Magistrado ponente: Jesús Vall De Retén Ruiz

Ley 546 de 1999

República de Colombia Corte Suprema de Justicia Sala de Casación Civil CORTE SUPREMA DE JUSTICIA SALA DE CASACIÓN CIVIL Magistrado Ponente: Jesús Vall de Rutén Ruiz Bogotá, D.C., veintiuno (21) de junio de dos mil doce (2012) Discutido y aprobado en sesión de veinte (20) de junio de dos mil doce (2012) Ref.: 73001-22-13-000-2012-00174-01 Se decide la impugnación formulada frente al fallo proferido el 7 de mayo de 2012, por la Sala Civil – Familia del Tribunal Superior del Distrito Judicial de Ibagué, dentro de la acción de tutela promovida por Vicenta Caicedo Cruz contra los Juzgados Quinto Civil del Circuito Adjunto y Sexto Civil Municipa l de esa misma ciudad, a cuyo trámite fue vinculado el Banco Colpatria.

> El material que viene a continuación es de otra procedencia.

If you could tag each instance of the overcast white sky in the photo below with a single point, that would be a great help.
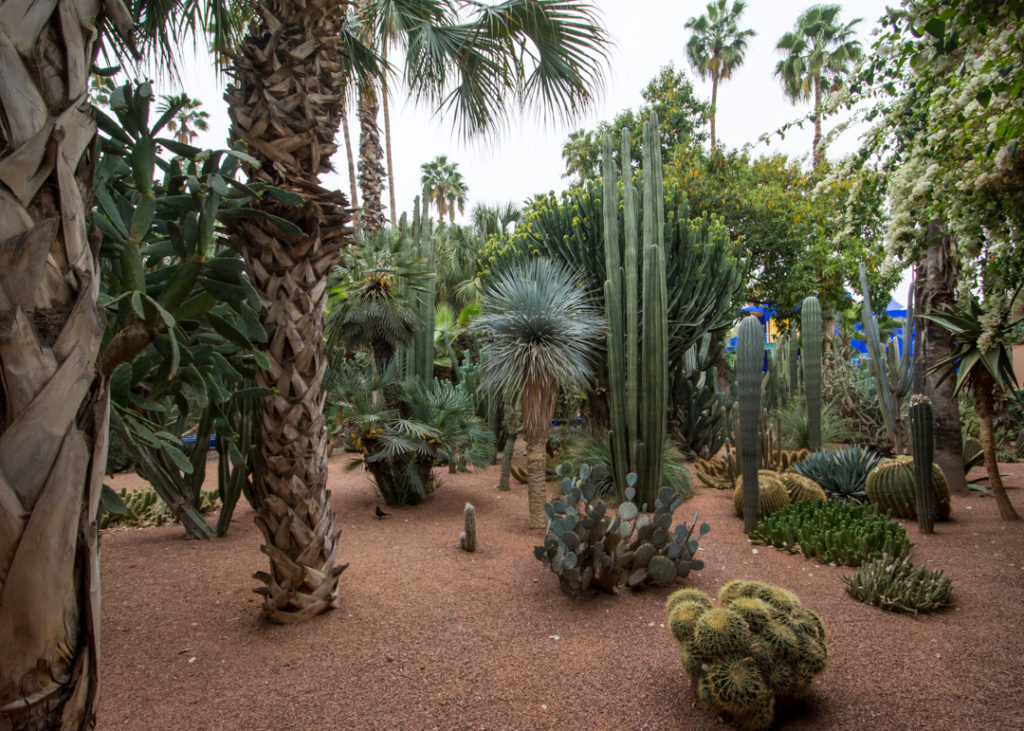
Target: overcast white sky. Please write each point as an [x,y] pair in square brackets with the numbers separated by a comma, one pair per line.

ANTECEDENTES 1. La actora reclama la protección de los derechos fundamentales al debido proceso, seguridad jurídica, recta administración de justicia y vivienda digna, presuntamente vulnerados por las autoridades judiciales accionadas con ocasión de las sentencias dictadas en el proceso ordinario de responsabilidad civil contractual que instauró en contra del Banco Colpatria.

En consecuencia, solicita que se dejen “sin ningún efecto, las sentencias proferidas por dichos operadores judiciales accionados, ordenándole a los mismos que profieran sentencia dentro de un término prudencial, acorde (…) a la sentencia integradora C-955 de 2000 y demás normas legales concordantes, ratificándoles que pueden hacer uso de las pruebas de oficio de que tratan los arts. 179 y 180 del C.P.C. para la evacuación de la prueba pericial ajustada a dicho precedente ” (fl. 19, cdno. 1). 2.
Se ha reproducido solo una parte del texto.